Karawang, Tribuntipikor Online —
Seorang pekerja bangunan bernama Sarwita, warga Kp. Selang RT 01/RW 014, Desa Bantarjaya, Kecamatan Pebayuran, Kabupaten Bekasi, mengaku mengalami perlakuan tidak manusiawi saat menjalani pemeriksaan di Satreskrim Polres Karawang.
Kejadian bermula pada 1 Oktober 2025, ketika Deden, warga Perumahan Klari, melaporkan dugaan pencurian emas milik istrinya senilai Rp100 juta. Saat laporan dibuat, Sarwita diajak langsung oleh Deden ke Polres Karawang untuk dimintai keterangan.

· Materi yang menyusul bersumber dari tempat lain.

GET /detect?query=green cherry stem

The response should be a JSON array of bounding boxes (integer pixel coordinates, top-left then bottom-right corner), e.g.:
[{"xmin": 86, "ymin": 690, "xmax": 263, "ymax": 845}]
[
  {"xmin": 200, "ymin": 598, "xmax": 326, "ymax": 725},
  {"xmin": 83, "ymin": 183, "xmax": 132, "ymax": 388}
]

Namun sebelum dibawa ke kantor polisi, HP dan KTP milik Sarwita terlebih dahulu disita oleh Deden bersama istrinya, Amelia, serta dua saudaranya, dengan alasan akan diamankan dan diserahkan ke tokoh warga di perumahan saat mediasi. Anehnya, saat pemeriksaan selesai menjelang Subuh, HP dan KTP justru dikembalikan oleh pihak penyidik, bukan oleh pihak yang sebelumnya menyita.
Sarwita mengaku bahwa selama pemeriksaan di ruangan Jatanras, ia mendapat tekanan fisik dan intimidasi.
“Mata saya ditutup lakban hitam, tangan diborgol, bahkan sempat dipukul sampai jatuh tersungkur lalu dibangunkan lagi. Pemeriksaan dari sekitar jam 12 malam sampai hampir Subuh,” ujar Sarwita dengan wajah lesu.
Lebih mengejutkan lagi, menurut pengakuannya, seorang oknum petugas sempat berpesan agar kejadian di dalam ruangan tidak sampai bocor ke media sosial.
Kuasa hukumnya, Nasrullah, S.H. dari Kantor Hukum NS & Partner, menilai tindakan tersebut tidak sesuai dengan ketentuan hukum.
“Proses BAP tidak bisa langsung dilakukan saat laporan baru dibuat. Harus ada tahapan pemanggilan resmi, bukti awal yang cukup, dan pendampingan hukum. Kalau benar ada kekerasan fisik, maka ini sudah masuk pelanggaran kode etik bahkan pidana,” ujar Nasrullah.
Ia menegaskan pihaknya akan melaporkan kejadian ini ke Propam Polres Karawang untuk memastikan ada evaluasi terhadap oknum yang diduga terlibat dalam tindakan intimidatif dan penyalahgunaan prosedur.(Red)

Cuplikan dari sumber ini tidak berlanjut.